Racial makeup (2011)
- • Black African: 16.8%
- • Coloured: 73.5%
- • Indian/Asian: 0.3%
- • White: 9.0%
- • Other: 0.5%

First languages (2011)
- • Afrikaans: 87.6%
- • Xhosa: 6.4%
- • English: 3.2%
- • Other: 2.9%
- Time zone: UTC+2 (SAST)
- Postal code (street): 6410
- PO box: 6410
- Area code: 042

= Joubertina =

Joubertina is a small town in the Kou-Kamma Local Municipality, Sarah Baartman District of the Eastern Cape province of South Africa.

==Description==
Town on the Wabooms River in the Langkloof, some 50 km north-west of Assegaaibos, 70 km south-east of Avontuur and 213 km from Port Elizabeth. Joubertina was founded and introduced into the Langkloof community in 1907. Having secured a portion of the farm Onzer, in between the villages of Krakeel and Twee Riviere (both founded in 1765), a property development was launched there under the initiative of the Dutch Reformed Church.
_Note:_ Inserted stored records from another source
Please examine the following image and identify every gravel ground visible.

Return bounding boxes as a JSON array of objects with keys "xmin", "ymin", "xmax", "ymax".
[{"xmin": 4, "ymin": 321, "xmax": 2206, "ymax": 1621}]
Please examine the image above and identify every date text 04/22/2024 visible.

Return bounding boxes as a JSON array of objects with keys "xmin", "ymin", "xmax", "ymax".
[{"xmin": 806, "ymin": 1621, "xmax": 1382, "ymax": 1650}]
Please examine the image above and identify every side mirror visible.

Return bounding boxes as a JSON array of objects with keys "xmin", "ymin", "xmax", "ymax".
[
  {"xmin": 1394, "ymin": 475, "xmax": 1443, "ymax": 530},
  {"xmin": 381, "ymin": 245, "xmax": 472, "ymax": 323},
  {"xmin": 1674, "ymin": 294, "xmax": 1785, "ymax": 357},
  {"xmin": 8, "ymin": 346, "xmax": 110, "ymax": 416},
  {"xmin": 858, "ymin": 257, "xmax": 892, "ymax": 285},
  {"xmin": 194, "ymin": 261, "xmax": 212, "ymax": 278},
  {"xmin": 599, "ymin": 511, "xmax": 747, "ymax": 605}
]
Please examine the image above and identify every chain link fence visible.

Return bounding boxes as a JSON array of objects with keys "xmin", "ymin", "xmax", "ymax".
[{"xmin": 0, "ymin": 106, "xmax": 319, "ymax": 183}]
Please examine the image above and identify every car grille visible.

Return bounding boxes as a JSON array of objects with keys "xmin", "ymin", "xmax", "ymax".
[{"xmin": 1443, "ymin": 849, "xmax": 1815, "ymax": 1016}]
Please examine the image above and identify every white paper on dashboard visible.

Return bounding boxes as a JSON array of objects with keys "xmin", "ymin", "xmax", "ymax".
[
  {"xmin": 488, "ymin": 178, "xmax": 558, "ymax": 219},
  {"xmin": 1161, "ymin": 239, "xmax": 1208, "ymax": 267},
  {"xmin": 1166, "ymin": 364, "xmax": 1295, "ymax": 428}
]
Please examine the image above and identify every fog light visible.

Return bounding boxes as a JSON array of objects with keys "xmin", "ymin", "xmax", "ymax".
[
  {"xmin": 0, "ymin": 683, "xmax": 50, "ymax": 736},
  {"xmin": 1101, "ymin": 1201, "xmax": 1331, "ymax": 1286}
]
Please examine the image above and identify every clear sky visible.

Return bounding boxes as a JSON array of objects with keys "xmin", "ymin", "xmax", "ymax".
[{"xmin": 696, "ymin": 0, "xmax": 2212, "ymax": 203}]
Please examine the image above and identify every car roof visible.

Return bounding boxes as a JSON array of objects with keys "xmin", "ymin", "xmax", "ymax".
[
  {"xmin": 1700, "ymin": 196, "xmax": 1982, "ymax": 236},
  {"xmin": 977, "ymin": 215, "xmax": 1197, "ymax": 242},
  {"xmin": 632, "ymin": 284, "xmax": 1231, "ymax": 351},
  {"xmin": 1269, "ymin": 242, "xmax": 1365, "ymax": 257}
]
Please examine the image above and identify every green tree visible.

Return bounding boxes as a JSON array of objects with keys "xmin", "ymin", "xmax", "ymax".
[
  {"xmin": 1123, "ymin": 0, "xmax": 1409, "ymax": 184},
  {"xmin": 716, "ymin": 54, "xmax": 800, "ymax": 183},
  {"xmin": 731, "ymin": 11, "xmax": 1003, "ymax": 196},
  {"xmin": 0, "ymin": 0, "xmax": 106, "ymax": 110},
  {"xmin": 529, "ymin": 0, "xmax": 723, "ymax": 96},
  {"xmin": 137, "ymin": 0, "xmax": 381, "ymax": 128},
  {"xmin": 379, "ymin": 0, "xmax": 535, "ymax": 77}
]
As the sale of erven around a newly erected church building gradually got underway in 1907, the future town was named in honour of W A Joubert, minister of the Dutch Reformed Church in Uniondale between 1878 and 1893.

Joubertina is located on the R62 road in the Langkloof valley, approximately 5 km west of Twee Riviere, near the western extreme of the Eastern Cape.

The town has a station on the narrow gauge Avontuur Railway.